Maese-Czeropski is not being “attacked” for his sexuality, and his concession that he has demonstrated poor judgment belies his assertion that he “would never disrespect” his workplace. But for the morally degenerate members of Generation Z who still don’t understand why it’s an insult to the taxpayers to use the literal People’s House to produce a porno film, perhaps let’s put the ethics in a lens young people are supposed to understand even better than boomers: consent.
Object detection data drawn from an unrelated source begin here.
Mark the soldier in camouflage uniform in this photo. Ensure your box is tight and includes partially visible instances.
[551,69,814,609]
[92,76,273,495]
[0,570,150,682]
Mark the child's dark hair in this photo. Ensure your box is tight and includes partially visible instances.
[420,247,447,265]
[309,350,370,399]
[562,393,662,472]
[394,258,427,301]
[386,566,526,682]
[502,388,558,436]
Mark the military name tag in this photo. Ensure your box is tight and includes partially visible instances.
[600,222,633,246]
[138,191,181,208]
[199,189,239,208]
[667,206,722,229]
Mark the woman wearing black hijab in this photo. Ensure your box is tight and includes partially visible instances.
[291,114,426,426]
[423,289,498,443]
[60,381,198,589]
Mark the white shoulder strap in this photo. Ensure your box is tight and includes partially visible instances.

The Capitol is the government seat of the free world, but it’s also, at its core, a workplace, and a hearing room is perhaps the most public co-working space of them all. Filming yourself having anal sex in a shared workspace is about as textbook a case of workplace sexual harassment as they come. Even with a Weinstein-esque quid pro quo or act of physical aggression, a public display of sex at work constitutes creating a hostile work environment, a subtype of sexual harassment.
“I refer to the U.S. Capitol as a sacred space because it’s so much more than a building where the Senate and the House of Representatives meet and conduct business,” Cardin said after Jan. 6. “It is the embodiment of our ideals, our aspirations, and hope — not just to Americans, but also to all of humanity.”
That’s true, but the Capitol is also simply where lawmakers and staffers “meet and conduct business.” That’s no less important, and its people are no less entitled to feel offended by Maese-Czeropski than the taxpayers.